• Web forums can be indexed by Google and hence show up in search results
  • Web forum sysops can easily decorate a forum as they please, creating a little more personality than an average mailing list
  • Forums often have fine controls in how posts as seen to the outside world
  • Forums are easier to moderate - UI in place for banning IPs etc.
  • Forums generally have a better community feel
  • Generally have DB backend, making it easier to do queries to see how many posts a certain user has made etc.
  • Instant gratification - you can confirm your post is live

Mailing list problems:

  • Hard to subscribe
  • Sometimes difficult to confirm your post actually was posted
  • Cliquey atmosphere
  • Often no public archives or poor Web archives

If you're a fan like myself of email, please consider taking up a project to write a decent mailing list Web archive system.

You wrote: “HTML in messages is just plain stupid. Most MUAs can’t render Unicode or wrap text properly. To render HTML correctly you need a beast! Or am I wrong? Most Web forum posts don’t seem to use HTML that much …”

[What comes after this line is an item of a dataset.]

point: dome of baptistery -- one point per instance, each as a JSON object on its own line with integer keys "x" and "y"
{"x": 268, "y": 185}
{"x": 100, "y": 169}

Only MUA I know that can’t handle Unicode nicely is pine. Mutt can handle unicode but not by default. Real MUA‘s (the one with GUI) what people are using, like outlook, can handle unicode correctly.

HTML-mails on the anotherhand.. Webmail’s display HTML-mails only when you open attachment in a new window (== sucky MUA design), and one windows MUA which is included in one finnish companys business suite. Mutt can’t handle html mails unless you hook lynx -dump or similar to config.

HTML-based emails are good thing and Unicode is the best thing what Internet has for text compatibility!

- Joose

Comment by Joose

Even on a Windows machine I get ???????????????? I guess that’s because I don’t have a Japanese font or something installed.

The HTML email implementation quality vary widely. Some MUAs do a text version and an HTML version. OMG! Which one does one read? Are they the same?

I find it dissapointing you believe “HTML-based emails are good thing”! Most MUAs battle to quote HTML emails. Grr!

Comment by hendry

Well, then there are something wrong or somethig.. Because this page of yours, is unicode and I think that you can read this very easily.. Let’s try it.. Here is few UTF-8 chars:

€ (euro sign)
Ä (a with dots)
‰ (promille)
≠ (not eqaul to)

- Joose

Comment by Joose

OK OK YOU WIN JOOSE. :) Though seriously I do get ????? on Japanese sites, largely because I guess I don’t have the correct font installed. Though I still think decent client Unicode setups are rare.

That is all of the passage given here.